Une phobie est une peur démesurée et irrationnelle d'un objet ou d'une situation précise. Rappelons que cette  peur est une émotion qui est le plus souvent incontrôlable, même si elle peut être utile puisque son rôle est de nous protéger. Toujours est-il que même si elle nous protège, elle n’en reste pas moins incohérente dans la plupart des cas et handicapante au quotidien. Dans cet article, je vais donc vous expliquer comment il est possible, grâce à l’art,  l'hypnose ou la P.N.L, de passer de cette peur surprotectrice à un état serein. Un état serein qui vous permettra de davantage profiter de tout ce que la vie pourra vous réserver.

 

 

 

Solutions artistiques

 

En ayant donc lu ces six types de profils phobiques (qui, rappelons-le, peuvent tout à fait se combiner entre eux), il vous sera plus facile de choisir la thérapie et l’art qui vous conviendront le mieux. Vous éviterez ainsi quelques désagréments et surtout, un gain de temps considérable.

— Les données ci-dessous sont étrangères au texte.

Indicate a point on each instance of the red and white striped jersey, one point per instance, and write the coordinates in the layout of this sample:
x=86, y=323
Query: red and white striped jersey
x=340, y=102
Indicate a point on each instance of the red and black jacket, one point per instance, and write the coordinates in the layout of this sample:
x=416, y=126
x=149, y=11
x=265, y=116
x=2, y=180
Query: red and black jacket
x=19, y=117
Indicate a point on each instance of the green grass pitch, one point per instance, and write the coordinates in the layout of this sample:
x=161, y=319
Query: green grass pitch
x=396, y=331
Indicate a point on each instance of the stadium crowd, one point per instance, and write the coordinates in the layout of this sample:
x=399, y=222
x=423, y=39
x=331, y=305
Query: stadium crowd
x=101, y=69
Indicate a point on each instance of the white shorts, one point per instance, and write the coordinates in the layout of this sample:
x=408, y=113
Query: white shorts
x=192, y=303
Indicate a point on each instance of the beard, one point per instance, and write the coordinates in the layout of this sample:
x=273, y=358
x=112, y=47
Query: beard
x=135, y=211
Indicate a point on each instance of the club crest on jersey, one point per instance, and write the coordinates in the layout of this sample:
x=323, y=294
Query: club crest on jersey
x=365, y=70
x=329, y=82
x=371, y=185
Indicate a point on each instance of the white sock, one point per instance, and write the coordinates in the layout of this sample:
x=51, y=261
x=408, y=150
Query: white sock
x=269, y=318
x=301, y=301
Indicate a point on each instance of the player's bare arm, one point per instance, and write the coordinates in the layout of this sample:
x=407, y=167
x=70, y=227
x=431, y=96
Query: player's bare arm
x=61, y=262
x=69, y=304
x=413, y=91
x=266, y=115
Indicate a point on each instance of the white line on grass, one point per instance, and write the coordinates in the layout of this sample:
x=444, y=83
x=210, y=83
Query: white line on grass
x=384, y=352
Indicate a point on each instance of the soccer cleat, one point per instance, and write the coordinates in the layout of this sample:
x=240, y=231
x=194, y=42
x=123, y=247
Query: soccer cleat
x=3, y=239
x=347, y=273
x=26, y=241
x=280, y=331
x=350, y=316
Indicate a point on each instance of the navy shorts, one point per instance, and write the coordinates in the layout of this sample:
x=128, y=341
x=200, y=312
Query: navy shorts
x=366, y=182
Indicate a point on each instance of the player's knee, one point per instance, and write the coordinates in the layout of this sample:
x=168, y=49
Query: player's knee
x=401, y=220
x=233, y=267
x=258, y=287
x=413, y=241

En prenant un audiocament pour vous déstresser face à cette peur irrationnelle, vous pouvez par exemple être déçu du résultat (l’audiocament, c’est un support audio où des hypnothérapeutes, à base de méthodes tirées des techniques de l’hypnose erickonienne, vous racontent des histoires, agrémentées de musique, composées pour l’occasion). Si vous êtes effectivement un « Décideur » phobique en avion qui a simplement envie de savoir ce qui se passe aux commandes de l’avion et dans le cockpit : croyez-vous réellement qu’une respiration lente et profonde ira vous aider ? NON.  Si, cependant, vous êtes de celles et ceux ayant besoin de calme et de douceur, les audiocaments suivants sauront certainement vous apaiser :

 

http://free-hypnosis-mp3.com/fr/telechargements/qualite-de-vie#anxiete

http://free-hypnosis-mp3.com/fr/telechargements/qualite-de-vie#stress1

 

Reposant, comme dit plus haut sur des techniques d’hypnose ericksonienne, la phobie se traite vraiment très bien dans le cabinet de l’hypnothérapeute. Mais il existe plein d’autres supports pour se soigner, cela va sans dire !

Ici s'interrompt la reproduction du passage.